The output channel of the former is called the "Grouping" channel, which is called the "pass-through" channel. The "pass-through" channel agrees that the output of map becomes a MSCR operation.



Each MSCR operation can be completed with a mapreduce. It makes mapreduce more generic and is now:

? Agree to multiple reducers and combiners.

? Agree that each reducer produces multiple outputs;

? Eliminate the constraint that each reducer must output output with the same key as input;

? Agree to pass-through form of outputs.

So MSCR is a very good intermediate operating target in the optimizer.


MSCR Fusion

The MSCR operation results from a collection of related groupbykey operations. The associated Groupbykey operation refers to input generated from the same input (such as the Flattern operation) or created by the same Paralleldo operation.

This part is more obscure than difficult to understand. But to understand the core



Global optimization Strategy

The effect of optimization is to have as few and efficient MSCR operations as possible in the final run-up plan.

1. Sink Flatterns.
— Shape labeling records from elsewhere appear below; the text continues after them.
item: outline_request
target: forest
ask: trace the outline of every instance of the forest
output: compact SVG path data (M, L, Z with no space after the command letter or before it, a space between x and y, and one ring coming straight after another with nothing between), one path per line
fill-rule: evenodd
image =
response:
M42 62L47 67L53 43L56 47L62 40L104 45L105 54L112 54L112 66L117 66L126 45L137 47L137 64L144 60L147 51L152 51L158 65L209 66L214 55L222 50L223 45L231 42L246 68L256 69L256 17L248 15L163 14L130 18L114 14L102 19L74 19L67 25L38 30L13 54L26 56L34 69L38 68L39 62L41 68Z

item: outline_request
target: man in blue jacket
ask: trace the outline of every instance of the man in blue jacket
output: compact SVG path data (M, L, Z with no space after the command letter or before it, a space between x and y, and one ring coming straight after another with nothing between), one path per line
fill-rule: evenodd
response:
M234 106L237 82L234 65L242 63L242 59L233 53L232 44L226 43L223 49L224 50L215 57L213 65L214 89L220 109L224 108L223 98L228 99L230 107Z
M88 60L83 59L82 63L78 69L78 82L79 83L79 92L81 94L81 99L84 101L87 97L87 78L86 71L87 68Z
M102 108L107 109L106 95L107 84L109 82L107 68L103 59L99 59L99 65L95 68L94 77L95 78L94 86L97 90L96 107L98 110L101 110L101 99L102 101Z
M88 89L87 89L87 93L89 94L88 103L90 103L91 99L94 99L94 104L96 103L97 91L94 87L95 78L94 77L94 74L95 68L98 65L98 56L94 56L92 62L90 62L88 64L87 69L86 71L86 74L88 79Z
The flat operation is sunk, such as H (f (a) +f (b)) and H (f (a)) +h (f (b)), i.e. the distribution law. It can then be combined with the fusion characteristics of Paralleldo such as (HoF) (a) + (Hog) (b)

2. Lift combinevalues. Suppose Combinevalues followed the groupbykey operation.

3. Insert Fusion blocks. Suppose the two Groupbykey operations are connected by the producer-consumer Paralleldo chain. Paralleldo to do in the Groupbykey and move down.

4. Fuse Paralleldos.

5. Fuse Mscrs.


For the implementation of these strategies. A sample is shown in the following example and a detailed diagram of the operation is depicted. Very helpful to understand


The shortcomings of optimization and future work

The optimizer does not analyze user-written methods, such as estimating the size of input and output data volumes.

No changes are made to the user's code to optimize.

Need to do some analysis to avoid the repetition of the operation, and remove unnecessary or unreasonable groupbykey.


Executor

After the optimization run is complete.

It now supports batch this mode to submit jobs.

In action. Flumejava do human development, debug, create their own initiative to delete files. Self-actively identify data parallel adjustment operations, change operation mode (remote) and such things.


Applause:)

Excerpt from this article-Flumejava

Contact Us

The content source of this page is from Internet, which doesn't represent Alibaba Cloud's opinion; products and services mentioned on that page don't have any relationship with Alibaba Cloud. If the content of the page makes you feel confusing, please write us an email, we will handle the problem within 5 days after receiving your email.

If you find any instances of plagiarism from the community, please send an email to: info-contact@alibabacloud.com and provide relevant evidence. A staff member will contact you within 5 working days.

A Free Trial That Lets You Build Big!

Start building with 50+ products and up to 12 months usage for Elastic Compute Service

  • Sales Support

    1 on 1 presale consultation

  • After-Sales Support

    24/7 Technical Support 6 Free Tickets per Quarter Faster Response

  • Alibaba Cloud offers highly flexible support services tailored to meet your exact needs.